Successivamente all condanna a 21 anni di prigione del fascista Breivik scrissi un’analisi sulla silenziosa deriva fascistoide.
A distanza di anni, mentre in Italia e in Europa (e anche in America) intolleranza, xenofobia e razzismo stanno diventando un vanto e il mondo e anni di crisi economica hanno spinto alla guerra tra poveri e all’ulteriore emarginazione dei più deboli e indifesi tra i poveri, quelle parole mi sembrano ancora attuali.
La legge norvegese è chiara: 21 anni sono il massimo della pena, anche se la condanna può essere prorogata se il detenuto fosse ritenuto ancora pericoloso al momento della sua scarcerazione.
Così hanno deciso in Norvegia e la giustizia di un paese civile che ha subito una sciagura così grande per mano del fascista Breivik va rispettata. Loro hanno pagato con un terribile tributo di sangue il fanatismo xenofobo di un loro cittadino; solo loro hanno il diritto di giudicare.
Però io guardo la sentenza da un altro punto di vista. Politico. Perché ciò che preoccupa me e tutti gli osservatori dei fenomeni eversivi non è tanto l’equazione pena mite uguale moltiplicazione dei terrorismi. Non si tratta di questo. La pena di morte, paradossalmente, potrebbe rappresentare un miglior viatico perché altri imbraccino le armi. La mia preoccupazione è che Breivik possa diventare ancora di più di quanto lo sia, non il “martire” da emulare, ma un punto di riferimento ideologico o identitario nel mare magnum della xenofobia e dei fascismi occidentali. Questo è il punto. Non tanto se era o non era sano di mente (e io credo che fosse totalmente consapevole) quanto piuttosto che lucida, determinata, spietata e socialmente alimentata è l’idea che ha armato la mano di Breivik. Una idea che si ciba giorno dopo giorno di intolleranze, di paure, di impossibilità di parlare, di dialogare con chi è diverso da noi.

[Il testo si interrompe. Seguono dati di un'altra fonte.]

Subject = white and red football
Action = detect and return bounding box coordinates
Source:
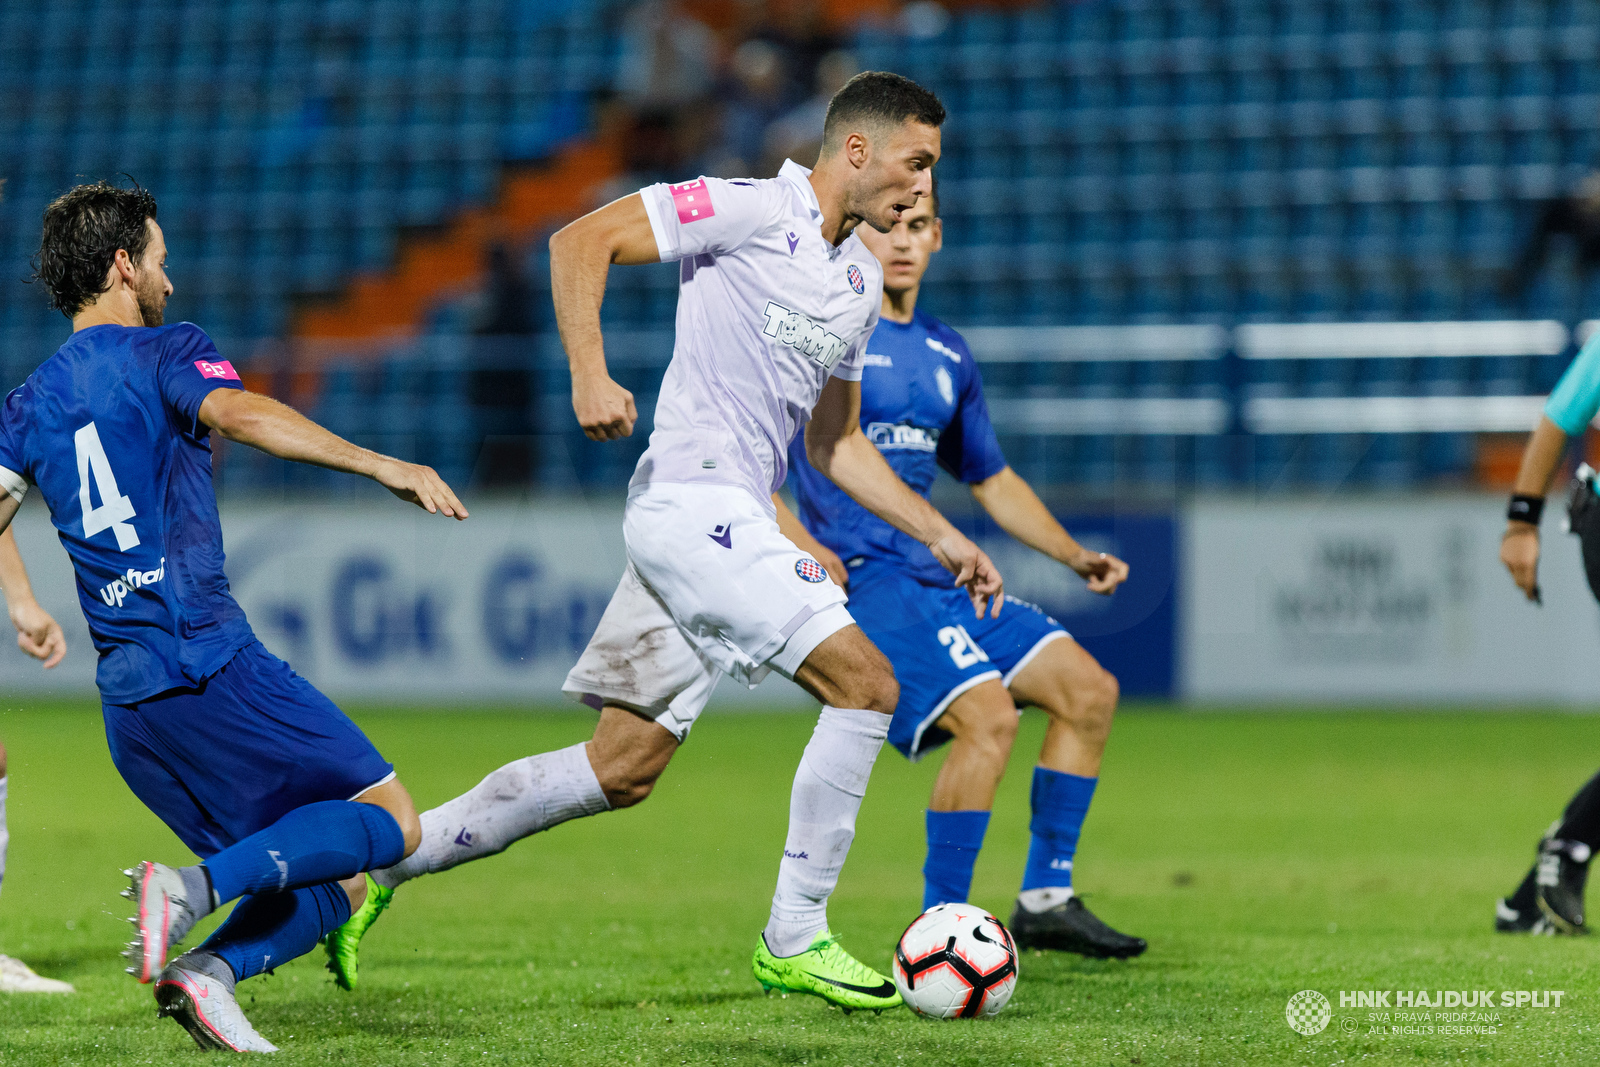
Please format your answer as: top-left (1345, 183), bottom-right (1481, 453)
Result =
top-left (892, 903), bottom-right (1019, 1019)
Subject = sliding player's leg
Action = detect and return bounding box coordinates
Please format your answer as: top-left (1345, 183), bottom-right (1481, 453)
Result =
top-left (0, 739), bottom-right (75, 994)
top-left (156, 881), bottom-right (356, 1053)
top-left (752, 622), bottom-right (902, 1012)
top-left (106, 748), bottom-right (393, 1051)
top-left (120, 752), bottom-right (416, 987)
top-left (1002, 632), bottom-right (1145, 958)
top-left (1497, 768), bottom-right (1600, 933)
top-left (103, 641), bottom-right (416, 998)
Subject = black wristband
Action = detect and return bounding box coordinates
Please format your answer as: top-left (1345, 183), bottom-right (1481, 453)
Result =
top-left (1508, 494), bottom-right (1544, 525)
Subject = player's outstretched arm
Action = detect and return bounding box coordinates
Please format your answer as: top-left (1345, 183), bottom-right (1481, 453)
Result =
top-left (771, 493), bottom-right (849, 589)
top-left (0, 526), bottom-right (66, 668)
top-left (970, 466), bottom-right (1129, 596)
top-left (806, 377), bottom-right (1002, 617)
top-left (198, 390), bottom-right (467, 519)
top-left (549, 193), bottom-right (660, 442)
top-left (1501, 414), bottom-right (1568, 602)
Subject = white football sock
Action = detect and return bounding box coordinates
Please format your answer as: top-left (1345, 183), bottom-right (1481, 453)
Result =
top-left (763, 706), bottom-right (888, 957)
top-left (372, 743), bottom-right (609, 889)
top-left (1016, 886), bottom-right (1074, 913)
top-left (0, 776), bottom-right (8, 895)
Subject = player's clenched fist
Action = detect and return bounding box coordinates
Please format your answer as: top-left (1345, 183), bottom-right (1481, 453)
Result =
top-left (573, 375), bottom-right (637, 441)
top-left (928, 531), bottom-right (1004, 619)
top-left (372, 458), bottom-right (468, 519)
top-left (8, 596), bottom-right (66, 669)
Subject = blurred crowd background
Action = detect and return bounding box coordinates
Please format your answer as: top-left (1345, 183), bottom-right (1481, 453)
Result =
top-left (4, 0), bottom-right (1600, 499)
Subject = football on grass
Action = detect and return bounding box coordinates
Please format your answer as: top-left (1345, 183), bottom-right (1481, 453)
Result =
top-left (892, 903), bottom-right (1018, 1019)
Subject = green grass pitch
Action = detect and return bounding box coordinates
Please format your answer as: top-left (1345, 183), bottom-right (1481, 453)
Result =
top-left (1, 702), bottom-right (1597, 1065)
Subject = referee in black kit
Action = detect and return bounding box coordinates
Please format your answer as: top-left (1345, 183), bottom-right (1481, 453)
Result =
top-left (1495, 332), bottom-right (1600, 934)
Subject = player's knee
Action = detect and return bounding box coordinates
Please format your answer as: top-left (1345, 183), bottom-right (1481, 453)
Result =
top-left (1086, 666), bottom-right (1119, 720)
top-left (828, 656), bottom-right (898, 714)
top-left (956, 703), bottom-right (1017, 760)
top-left (857, 668), bottom-right (899, 716)
top-left (988, 705), bottom-right (1020, 751)
top-left (1061, 665), bottom-right (1118, 740)
top-left (598, 761), bottom-right (662, 809)
top-left (602, 773), bottom-right (656, 809)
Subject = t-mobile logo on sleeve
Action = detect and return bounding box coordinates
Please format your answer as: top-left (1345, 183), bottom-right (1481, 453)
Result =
top-left (669, 179), bottom-right (715, 224)
top-left (760, 301), bottom-right (848, 371)
top-left (193, 359), bottom-right (240, 380)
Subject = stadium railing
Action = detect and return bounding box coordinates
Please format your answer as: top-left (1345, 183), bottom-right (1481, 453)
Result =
top-left (195, 317), bottom-right (1586, 497)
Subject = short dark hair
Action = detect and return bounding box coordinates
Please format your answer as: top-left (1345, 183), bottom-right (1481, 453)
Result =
top-left (32, 179), bottom-right (159, 317)
top-left (821, 71), bottom-right (945, 153)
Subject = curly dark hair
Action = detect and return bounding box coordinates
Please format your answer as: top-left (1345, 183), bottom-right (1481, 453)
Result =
top-left (32, 179), bottom-right (159, 316)
top-left (821, 71), bottom-right (946, 154)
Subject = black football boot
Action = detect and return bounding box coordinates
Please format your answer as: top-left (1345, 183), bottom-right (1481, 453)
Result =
top-left (1008, 895), bottom-right (1147, 959)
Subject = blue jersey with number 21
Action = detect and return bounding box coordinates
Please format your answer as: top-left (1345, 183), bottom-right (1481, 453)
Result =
top-left (0, 323), bottom-right (256, 703)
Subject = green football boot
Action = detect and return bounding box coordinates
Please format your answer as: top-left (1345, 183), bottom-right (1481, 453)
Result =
top-left (323, 875), bottom-right (394, 991)
top-left (751, 931), bottom-right (903, 1014)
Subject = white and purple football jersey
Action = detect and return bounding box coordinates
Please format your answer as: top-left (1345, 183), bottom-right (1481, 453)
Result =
top-left (631, 159), bottom-right (883, 510)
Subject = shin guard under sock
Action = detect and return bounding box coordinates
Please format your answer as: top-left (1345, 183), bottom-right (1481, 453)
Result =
top-left (200, 801), bottom-right (405, 908)
top-left (922, 810), bottom-right (991, 911)
top-left (764, 706), bottom-right (887, 957)
top-left (201, 882), bottom-right (353, 982)
top-left (1020, 767), bottom-right (1098, 893)
top-left (374, 743), bottom-right (608, 889)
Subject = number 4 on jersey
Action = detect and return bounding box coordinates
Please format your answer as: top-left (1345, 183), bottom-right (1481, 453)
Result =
top-left (75, 421), bottom-right (140, 551)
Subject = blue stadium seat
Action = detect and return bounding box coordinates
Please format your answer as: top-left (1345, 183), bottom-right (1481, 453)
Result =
top-left (6, 0), bottom-right (1600, 493)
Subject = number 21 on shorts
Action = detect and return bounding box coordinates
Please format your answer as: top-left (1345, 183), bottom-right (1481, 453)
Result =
top-left (75, 421), bottom-right (140, 551)
top-left (938, 624), bottom-right (990, 670)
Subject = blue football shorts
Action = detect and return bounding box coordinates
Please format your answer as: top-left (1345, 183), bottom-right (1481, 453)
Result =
top-left (844, 562), bottom-right (1071, 761)
top-left (102, 639), bottom-right (395, 858)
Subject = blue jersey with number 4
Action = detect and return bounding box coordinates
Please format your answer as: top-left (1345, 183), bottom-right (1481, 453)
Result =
top-left (0, 323), bottom-right (255, 703)
top-left (786, 308), bottom-right (1007, 585)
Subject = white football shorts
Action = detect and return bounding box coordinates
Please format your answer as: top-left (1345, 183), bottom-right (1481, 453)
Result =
top-left (563, 482), bottom-right (854, 740)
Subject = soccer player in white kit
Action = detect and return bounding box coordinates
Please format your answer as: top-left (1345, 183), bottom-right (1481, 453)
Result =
top-left (323, 72), bottom-right (1002, 1014)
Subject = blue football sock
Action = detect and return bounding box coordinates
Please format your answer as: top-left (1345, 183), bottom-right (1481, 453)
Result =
top-left (923, 809), bottom-right (991, 911)
top-left (201, 801), bottom-right (405, 907)
top-left (201, 882), bottom-right (352, 982)
top-left (1020, 767), bottom-right (1098, 892)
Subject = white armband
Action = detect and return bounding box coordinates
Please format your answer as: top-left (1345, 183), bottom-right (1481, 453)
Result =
top-left (0, 464), bottom-right (27, 504)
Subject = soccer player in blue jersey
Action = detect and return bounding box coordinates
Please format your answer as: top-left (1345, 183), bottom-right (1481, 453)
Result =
top-left (0, 180), bottom-right (467, 1050)
top-left (774, 185), bottom-right (1146, 958)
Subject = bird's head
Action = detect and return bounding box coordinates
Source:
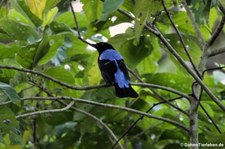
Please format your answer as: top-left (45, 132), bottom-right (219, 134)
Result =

Ho scritto non molto tempo fa dopo un’ennesima vicenda di fascismo: “E’ in questa tolleranza dell’intolleranza che il fascistume rialza la testa e si fortifica, sentendo il vero favorevole per affermare il diritto dei forti, per vantarsi delle bandiere del Duce o del terzo reich, per fare proseliti nelle curve (plurale) per reclamare fette di territorio dove imporre la propria legge.
E’ in questa ignavia di chi, inseguendo il nuovismo e il moderatismo (e qualche volta il grillismo) a forza di dire che destra e sinistra non ci sono più, fa crollare il valore dell’antifascismo, relegandolo a residuo del passato. Sono gli stanchi del 25 aprile; gli stufi dei partigiani a spalancare le porte ai potenziali Breivik che coltiviamo anche in casa nostra”.
La verità è che il mondo di Breivik, anzi dei Breivik, ogni giorno trova linfa non solo nel fanatismo dei fascisti esaltati, ma nel giustificazionismo e nelle tante piccole intolleranze di quelli che si presentano come moderati ma strizzano l’occhio alla pancia reazionaria delle masse. Agli incravattati che dicono che gli immigrati portano solo criminalità; alle politiche scriteriate sui campi rom, ai Sarkozy che insegue Le Pen.
Breivik è il mostro. Ma i germi infetti che lo hanno prodotto sono dentro tanti “normali” tanti che oggi puntano il dito. La realtà è che Breivik è il prodotto di un occidente malato, incapace di reagire alla sua decadenza, che si rifugia in fortini sempre più piccoli e angusti, incapace di interpretare la modernità. Breivik, come più volte documentato su Globalist, è uno dei tanti “templari” in giro per il mondo. E questo deve far preoccupare. Ma Breivik non è solo il figlio del fascismo dei fanatici. E’ figlio del più diffuso fascismo dei moderati. E questo deve farci preoccupare molto ma molto di più.